In preparation for the general election, a renowned Bishop warned that those who do not vote in the upcoming election should not complain of bad governance. This call for electoral participation – by His Grace, other Bishops, pastors, religious, experts, traditional and community leaders – follows the gospel demand to renew the face of the earth. Yet, the verdict that those who do not vote in this colonially-imposed and violently sustained system should not complain may be incorrect.

As a crowning element of democracy, voting in elections presupposes a consented union and agreed destination to be led to. It is like a group of people who agree to go on a journey together, and simply vote on who drives them to their common destination. Without a consented union and agreed destination/purpose, voting simply becomes a shallow routine without roots or lasting effect.
Like other Sub-Saharan African countries, European colonialists created Nigeria by invading and imposing land-expropriation law on various conflicting and unconsenting communities for harvesting the best of human and natural resources. This is the civil law that cancelled various communities’ and individuals’ private land/property ownership, and turned people to official tenants or illegal occupants on their ancestral lands. This law has been steadily edited and transferred by newer regimes in line with the colonial aim. And as snake venom keeps killing its victim even when the snake has gone, this colonial law keeps blocking political and economic development in Africa, despite the claim of independence.
The continued voting without addressing this colonial law, with its supporting ideology and structures, seems like an indirect reinforcement of colonial bondage. It is like allowing victims of robbery to choose who controls their seized property, or allowing captives to elect their prison guards, warders, representatives and managers without freedom to own/control their property or destiny. So, the claim that people’s vote is their highest power when their land rights are still stripped by colonial law is a big falsehood for keeping a stripped people as onlookers who can only vote to watch as politicians, foreign firms and local business allies control their lands, resources and destinies. And when a desired candidate fails to win or to perform economic magic, people keep lamenting and enduring for another 4,4 years to vote in a new ‘messiah’ or lesser evil to still supervise the colonial project. This confiscatory power and system is responsible for the poverty, desperation and sycophancy seen in African elections, governance and coups.
Without seeing its root effect on both the politicians and the people, and focusing to dissolve the colonial land law (and ideology), voting may never solve the problem of underdevelopment in Nigeria and Subsaharan Africa, despite the kindness or prudence of any new regime. So, despite his fatherly concern, the Archbishop’s verdict that those who do not vote in this system of rotational dictatorship cannot address the system and its effects, may not be correct.

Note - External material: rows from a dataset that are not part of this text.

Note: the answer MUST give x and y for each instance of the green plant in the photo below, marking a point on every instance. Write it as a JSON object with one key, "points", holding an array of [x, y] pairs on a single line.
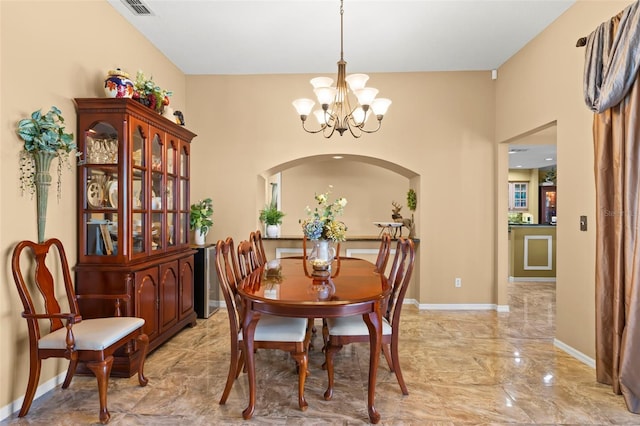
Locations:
{"points": [[148, 93], [43, 133], [271, 215], [322, 222], [200, 215]]}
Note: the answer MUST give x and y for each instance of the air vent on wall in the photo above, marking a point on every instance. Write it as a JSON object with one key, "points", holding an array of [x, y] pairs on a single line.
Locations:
{"points": [[138, 7]]}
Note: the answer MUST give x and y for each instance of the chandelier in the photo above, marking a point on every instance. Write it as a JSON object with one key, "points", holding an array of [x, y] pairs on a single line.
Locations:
{"points": [[337, 112]]}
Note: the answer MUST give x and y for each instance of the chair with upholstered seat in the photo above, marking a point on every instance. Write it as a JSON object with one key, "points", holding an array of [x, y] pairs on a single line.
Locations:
{"points": [[341, 331], [383, 253], [271, 332], [89, 341]]}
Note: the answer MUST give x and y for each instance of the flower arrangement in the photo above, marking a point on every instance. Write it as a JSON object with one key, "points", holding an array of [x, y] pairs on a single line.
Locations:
{"points": [[200, 216], [43, 133], [322, 222], [148, 93], [412, 199]]}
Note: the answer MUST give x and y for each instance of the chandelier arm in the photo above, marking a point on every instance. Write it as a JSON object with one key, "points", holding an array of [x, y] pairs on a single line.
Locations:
{"points": [[371, 130], [339, 115], [321, 129], [324, 133]]}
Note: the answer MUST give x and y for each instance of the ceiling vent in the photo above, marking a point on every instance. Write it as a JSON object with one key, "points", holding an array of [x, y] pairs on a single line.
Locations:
{"points": [[138, 7]]}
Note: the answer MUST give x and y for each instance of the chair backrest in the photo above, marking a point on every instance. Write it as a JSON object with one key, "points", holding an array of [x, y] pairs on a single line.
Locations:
{"points": [[399, 277], [229, 278], [28, 272], [258, 247], [247, 259], [383, 253]]}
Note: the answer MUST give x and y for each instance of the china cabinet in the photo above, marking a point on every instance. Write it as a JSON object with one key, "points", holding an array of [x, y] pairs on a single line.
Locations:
{"points": [[518, 196], [547, 205], [133, 219]]}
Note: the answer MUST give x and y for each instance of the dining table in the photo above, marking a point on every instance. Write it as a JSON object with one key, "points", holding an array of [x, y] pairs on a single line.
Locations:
{"points": [[289, 287]]}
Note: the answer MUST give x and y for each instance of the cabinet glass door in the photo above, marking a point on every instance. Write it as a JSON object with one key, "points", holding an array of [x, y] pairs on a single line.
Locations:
{"points": [[101, 195], [158, 193], [138, 190], [184, 195], [172, 191]]}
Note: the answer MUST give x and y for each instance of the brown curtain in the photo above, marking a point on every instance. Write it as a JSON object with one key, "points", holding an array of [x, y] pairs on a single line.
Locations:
{"points": [[612, 90]]}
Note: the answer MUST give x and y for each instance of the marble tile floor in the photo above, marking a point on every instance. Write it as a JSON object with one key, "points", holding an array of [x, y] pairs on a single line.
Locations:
{"points": [[461, 368]]}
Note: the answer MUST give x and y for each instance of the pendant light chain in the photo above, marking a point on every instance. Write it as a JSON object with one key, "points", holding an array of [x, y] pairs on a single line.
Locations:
{"points": [[336, 112]]}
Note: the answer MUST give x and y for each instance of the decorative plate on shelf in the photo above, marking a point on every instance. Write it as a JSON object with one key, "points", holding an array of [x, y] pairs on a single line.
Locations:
{"points": [[95, 194], [112, 193]]}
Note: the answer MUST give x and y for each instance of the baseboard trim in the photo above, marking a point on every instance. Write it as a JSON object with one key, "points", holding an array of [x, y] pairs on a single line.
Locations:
{"points": [[462, 307], [14, 406], [574, 353]]}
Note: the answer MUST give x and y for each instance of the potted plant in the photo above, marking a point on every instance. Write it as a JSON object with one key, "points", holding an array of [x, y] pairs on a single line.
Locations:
{"points": [[44, 139], [149, 93], [200, 219], [272, 217]]}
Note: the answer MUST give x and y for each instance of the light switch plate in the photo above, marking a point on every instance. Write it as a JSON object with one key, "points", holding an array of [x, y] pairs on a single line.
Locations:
{"points": [[583, 223]]}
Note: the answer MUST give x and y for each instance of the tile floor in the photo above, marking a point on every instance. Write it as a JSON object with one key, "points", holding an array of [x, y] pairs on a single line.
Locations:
{"points": [[462, 368]]}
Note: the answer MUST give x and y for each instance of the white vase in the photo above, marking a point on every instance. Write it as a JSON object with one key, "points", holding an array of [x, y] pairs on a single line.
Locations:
{"points": [[322, 252], [272, 231], [200, 237]]}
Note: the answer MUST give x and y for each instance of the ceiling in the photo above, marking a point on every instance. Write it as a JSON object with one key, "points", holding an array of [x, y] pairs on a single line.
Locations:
{"points": [[303, 36]]}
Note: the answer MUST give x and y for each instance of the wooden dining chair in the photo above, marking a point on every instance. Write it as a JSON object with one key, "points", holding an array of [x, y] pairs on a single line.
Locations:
{"points": [[88, 341], [338, 332], [383, 253], [258, 247], [271, 332]]}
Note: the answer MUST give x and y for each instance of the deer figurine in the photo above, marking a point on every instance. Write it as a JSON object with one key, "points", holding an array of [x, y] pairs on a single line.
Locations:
{"points": [[397, 217]]}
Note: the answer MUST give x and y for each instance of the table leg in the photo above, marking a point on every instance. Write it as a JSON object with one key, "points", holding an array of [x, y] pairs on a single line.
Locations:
{"points": [[374, 324], [249, 328]]}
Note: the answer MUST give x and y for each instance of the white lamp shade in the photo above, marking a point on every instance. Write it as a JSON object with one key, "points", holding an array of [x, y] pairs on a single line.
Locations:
{"points": [[356, 81], [321, 82], [303, 106], [320, 116], [380, 106], [366, 96], [325, 95]]}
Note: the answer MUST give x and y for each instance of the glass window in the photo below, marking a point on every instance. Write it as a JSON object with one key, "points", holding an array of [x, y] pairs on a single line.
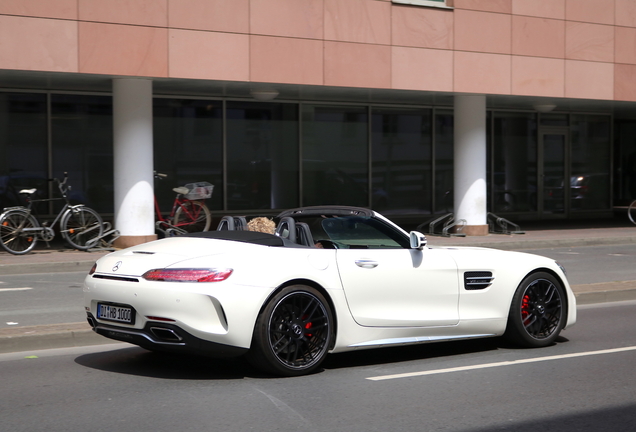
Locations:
{"points": [[590, 168], [444, 171], [23, 146], [514, 176], [335, 155], [401, 151], [188, 147], [82, 135], [625, 161], [554, 120], [262, 155]]}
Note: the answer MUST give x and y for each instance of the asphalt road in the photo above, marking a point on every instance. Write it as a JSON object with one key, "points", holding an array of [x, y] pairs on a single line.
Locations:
{"points": [[42, 298], [594, 264], [585, 382]]}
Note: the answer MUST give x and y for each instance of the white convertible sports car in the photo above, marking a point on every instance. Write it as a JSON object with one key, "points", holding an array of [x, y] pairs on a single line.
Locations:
{"points": [[332, 279]]}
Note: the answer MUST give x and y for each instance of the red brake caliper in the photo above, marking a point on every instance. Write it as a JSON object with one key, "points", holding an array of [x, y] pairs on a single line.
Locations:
{"points": [[307, 326], [525, 307]]}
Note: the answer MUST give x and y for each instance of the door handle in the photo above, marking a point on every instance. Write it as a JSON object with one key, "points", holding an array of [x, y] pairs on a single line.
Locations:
{"points": [[366, 263]]}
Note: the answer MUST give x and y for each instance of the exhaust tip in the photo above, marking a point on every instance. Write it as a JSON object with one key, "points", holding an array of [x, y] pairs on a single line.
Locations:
{"points": [[91, 321], [165, 335]]}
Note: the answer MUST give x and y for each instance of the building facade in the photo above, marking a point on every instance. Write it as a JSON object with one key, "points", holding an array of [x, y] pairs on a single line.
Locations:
{"points": [[416, 108]]}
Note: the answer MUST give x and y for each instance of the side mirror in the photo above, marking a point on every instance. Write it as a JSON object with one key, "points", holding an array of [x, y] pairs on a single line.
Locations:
{"points": [[417, 239]]}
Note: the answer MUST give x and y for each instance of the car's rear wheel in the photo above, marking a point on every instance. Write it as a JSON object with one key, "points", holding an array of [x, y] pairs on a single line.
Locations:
{"points": [[538, 311], [293, 332]]}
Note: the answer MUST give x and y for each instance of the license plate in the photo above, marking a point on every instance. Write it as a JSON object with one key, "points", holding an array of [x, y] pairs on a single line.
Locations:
{"points": [[115, 313]]}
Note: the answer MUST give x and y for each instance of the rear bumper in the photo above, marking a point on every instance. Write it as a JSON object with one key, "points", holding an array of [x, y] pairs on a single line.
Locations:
{"points": [[159, 336]]}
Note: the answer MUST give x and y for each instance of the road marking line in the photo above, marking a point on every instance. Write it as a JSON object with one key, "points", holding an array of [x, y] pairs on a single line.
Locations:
{"points": [[507, 363]]}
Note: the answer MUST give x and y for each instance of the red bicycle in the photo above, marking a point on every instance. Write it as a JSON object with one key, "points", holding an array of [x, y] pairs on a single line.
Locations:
{"points": [[189, 212]]}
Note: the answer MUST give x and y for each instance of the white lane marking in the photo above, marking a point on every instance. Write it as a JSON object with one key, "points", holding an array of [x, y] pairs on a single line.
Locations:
{"points": [[507, 363]]}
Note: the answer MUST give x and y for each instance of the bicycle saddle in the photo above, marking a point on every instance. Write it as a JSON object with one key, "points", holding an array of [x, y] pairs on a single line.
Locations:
{"points": [[181, 190]]}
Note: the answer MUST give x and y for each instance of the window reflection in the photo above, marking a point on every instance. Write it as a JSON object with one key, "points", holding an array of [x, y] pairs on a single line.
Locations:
{"points": [[23, 125], [262, 155], [444, 170], [335, 155], [82, 134], [188, 147], [590, 181], [515, 162], [401, 149]]}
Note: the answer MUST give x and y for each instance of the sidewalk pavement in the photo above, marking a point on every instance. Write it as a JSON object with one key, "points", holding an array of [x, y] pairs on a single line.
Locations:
{"points": [[537, 235]]}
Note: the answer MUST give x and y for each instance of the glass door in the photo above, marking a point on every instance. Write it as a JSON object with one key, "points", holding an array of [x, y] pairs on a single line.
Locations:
{"points": [[554, 187]]}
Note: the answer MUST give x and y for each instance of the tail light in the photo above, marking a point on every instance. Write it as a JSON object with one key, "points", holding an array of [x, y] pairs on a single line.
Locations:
{"points": [[187, 275]]}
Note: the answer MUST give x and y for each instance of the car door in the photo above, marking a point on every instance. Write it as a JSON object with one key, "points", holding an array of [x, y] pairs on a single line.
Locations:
{"points": [[400, 287]]}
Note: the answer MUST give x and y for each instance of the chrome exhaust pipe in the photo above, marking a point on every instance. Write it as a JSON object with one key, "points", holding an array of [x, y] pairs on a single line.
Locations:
{"points": [[165, 335]]}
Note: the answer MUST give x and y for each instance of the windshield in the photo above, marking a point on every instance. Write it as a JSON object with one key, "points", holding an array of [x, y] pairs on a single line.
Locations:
{"points": [[363, 232]]}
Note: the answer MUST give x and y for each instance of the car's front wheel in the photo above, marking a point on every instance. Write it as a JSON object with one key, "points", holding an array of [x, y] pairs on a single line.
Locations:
{"points": [[293, 332], [538, 311]]}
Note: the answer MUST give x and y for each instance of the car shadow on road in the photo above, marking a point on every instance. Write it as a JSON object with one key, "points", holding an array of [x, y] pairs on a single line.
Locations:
{"points": [[395, 355], [140, 362]]}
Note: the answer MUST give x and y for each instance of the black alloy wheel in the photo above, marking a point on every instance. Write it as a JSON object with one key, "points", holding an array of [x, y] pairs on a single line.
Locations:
{"points": [[538, 311], [293, 333]]}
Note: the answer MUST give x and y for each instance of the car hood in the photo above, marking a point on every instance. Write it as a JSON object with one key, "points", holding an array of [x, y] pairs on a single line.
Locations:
{"points": [[468, 257]]}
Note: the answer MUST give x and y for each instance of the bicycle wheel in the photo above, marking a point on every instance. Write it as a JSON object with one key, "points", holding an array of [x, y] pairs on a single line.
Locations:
{"points": [[192, 216], [13, 236], [82, 227]]}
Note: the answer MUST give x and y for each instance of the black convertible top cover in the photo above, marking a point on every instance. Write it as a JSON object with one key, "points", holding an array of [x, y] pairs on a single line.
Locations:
{"points": [[241, 236]]}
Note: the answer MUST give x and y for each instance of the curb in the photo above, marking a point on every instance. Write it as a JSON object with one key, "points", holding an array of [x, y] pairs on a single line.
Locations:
{"points": [[508, 243], [46, 267]]}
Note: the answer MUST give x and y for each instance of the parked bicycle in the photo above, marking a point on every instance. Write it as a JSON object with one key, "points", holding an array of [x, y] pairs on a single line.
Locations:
{"points": [[80, 226], [189, 212]]}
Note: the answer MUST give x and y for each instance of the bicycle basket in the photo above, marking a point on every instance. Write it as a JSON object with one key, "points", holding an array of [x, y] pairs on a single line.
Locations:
{"points": [[199, 190]]}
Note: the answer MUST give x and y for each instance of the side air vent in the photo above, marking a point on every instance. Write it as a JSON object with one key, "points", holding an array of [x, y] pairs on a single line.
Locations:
{"points": [[477, 280]]}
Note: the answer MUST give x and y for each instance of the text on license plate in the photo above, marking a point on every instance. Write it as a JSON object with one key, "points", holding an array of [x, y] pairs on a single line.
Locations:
{"points": [[114, 313]]}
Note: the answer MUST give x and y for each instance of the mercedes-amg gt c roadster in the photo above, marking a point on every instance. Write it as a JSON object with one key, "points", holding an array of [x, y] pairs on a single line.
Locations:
{"points": [[331, 279]]}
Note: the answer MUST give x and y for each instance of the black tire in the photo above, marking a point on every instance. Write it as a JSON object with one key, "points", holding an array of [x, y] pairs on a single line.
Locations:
{"points": [[538, 311], [293, 333], [192, 216], [82, 227], [12, 235]]}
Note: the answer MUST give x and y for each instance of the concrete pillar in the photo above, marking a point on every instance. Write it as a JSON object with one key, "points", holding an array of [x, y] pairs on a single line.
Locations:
{"points": [[470, 163], [133, 161]]}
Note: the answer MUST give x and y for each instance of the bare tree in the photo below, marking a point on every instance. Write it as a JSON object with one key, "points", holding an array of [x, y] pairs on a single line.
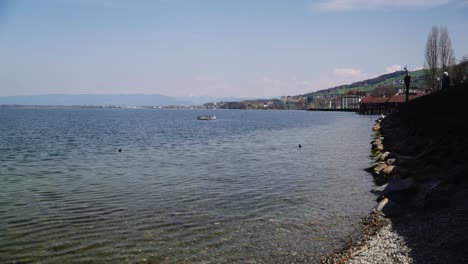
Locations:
{"points": [[445, 49], [432, 55], [459, 71]]}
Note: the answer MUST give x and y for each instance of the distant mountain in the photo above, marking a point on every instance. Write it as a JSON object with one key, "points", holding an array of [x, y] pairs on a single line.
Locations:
{"points": [[394, 79], [199, 100], [110, 99], [93, 100]]}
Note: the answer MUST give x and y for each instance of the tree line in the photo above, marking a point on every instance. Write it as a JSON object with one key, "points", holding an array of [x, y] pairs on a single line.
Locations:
{"points": [[440, 58]]}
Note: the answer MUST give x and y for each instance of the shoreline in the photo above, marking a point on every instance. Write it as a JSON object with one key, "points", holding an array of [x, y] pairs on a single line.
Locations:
{"points": [[421, 173]]}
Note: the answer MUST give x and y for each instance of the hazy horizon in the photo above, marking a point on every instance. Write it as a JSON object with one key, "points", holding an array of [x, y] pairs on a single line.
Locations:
{"points": [[213, 48]]}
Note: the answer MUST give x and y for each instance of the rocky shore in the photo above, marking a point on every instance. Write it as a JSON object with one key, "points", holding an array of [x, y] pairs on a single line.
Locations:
{"points": [[421, 173]]}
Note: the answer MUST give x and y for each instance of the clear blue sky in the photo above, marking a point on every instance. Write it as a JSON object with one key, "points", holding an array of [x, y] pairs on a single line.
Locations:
{"points": [[243, 48]]}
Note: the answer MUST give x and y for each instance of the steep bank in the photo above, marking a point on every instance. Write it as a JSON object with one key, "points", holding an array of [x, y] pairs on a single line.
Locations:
{"points": [[422, 172]]}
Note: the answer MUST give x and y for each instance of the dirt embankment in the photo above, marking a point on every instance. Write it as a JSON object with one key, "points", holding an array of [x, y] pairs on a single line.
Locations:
{"points": [[421, 173]]}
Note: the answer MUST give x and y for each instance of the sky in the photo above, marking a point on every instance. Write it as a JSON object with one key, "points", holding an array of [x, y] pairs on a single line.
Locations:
{"points": [[241, 48]]}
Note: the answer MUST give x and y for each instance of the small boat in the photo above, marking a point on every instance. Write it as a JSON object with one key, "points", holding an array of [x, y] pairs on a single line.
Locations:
{"points": [[207, 117]]}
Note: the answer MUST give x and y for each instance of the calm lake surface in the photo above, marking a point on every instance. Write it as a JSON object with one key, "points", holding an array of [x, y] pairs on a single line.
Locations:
{"points": [[237, 189]]}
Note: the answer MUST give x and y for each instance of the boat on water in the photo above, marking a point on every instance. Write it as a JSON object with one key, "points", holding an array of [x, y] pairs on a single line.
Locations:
{"points": [[207, 117]]}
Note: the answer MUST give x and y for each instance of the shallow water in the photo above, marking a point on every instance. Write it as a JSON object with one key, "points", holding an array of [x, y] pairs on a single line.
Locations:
{"points": [[237, 189]]}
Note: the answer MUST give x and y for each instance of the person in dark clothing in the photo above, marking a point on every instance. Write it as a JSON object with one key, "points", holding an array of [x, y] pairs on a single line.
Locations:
{"points": [[445, 81]]}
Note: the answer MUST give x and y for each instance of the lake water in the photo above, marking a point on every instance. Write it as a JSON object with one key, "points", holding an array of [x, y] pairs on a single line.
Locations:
{"points": [[234, 190]]}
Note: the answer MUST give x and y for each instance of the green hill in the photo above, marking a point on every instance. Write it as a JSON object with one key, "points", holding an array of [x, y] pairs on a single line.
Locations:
{"points": [[390, 79]]}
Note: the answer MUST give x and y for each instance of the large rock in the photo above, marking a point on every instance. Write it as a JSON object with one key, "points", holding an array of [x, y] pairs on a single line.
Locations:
{"points": [[399, 185], [389, 208]]}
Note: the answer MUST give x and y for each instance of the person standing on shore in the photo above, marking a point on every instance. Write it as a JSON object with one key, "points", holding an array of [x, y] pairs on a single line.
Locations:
{"points": [[407, 81], [445, 81]]}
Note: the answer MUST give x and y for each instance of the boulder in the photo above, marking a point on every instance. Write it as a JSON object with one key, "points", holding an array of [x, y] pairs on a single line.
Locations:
{"points": [[398, 185], [388, 208]]}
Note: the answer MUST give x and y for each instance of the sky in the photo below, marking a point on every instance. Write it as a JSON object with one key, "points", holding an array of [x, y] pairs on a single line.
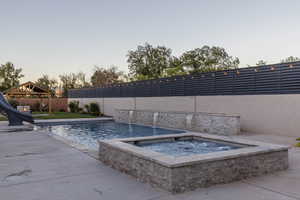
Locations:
{"points": [[61, 36]]}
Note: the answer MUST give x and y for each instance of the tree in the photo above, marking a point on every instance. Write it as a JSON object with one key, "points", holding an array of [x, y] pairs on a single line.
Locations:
{"points": [[290, 59], [105, 76], [10, 76], [148, 62], [72, 80], [261, 62], [48, 84], [208, 59]]}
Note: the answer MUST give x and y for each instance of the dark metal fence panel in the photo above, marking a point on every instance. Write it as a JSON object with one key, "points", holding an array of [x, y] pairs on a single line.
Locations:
{"points": [[268, 79]]}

Instead, the religious and community leaders (even NGOs) need to create more programs and intercommunal contests to educate, inspire and support people of various communities to look inwards so as to officially and nonviolently own and develop their private lands, human and natural resources for industry, free trade, consented nationhood and liberation of the Black man worldwide.
May God continue to bless His Grace the Archbishop, and all men and women of goodwill who seek a future of freedom, dignity and prosperity for Africa.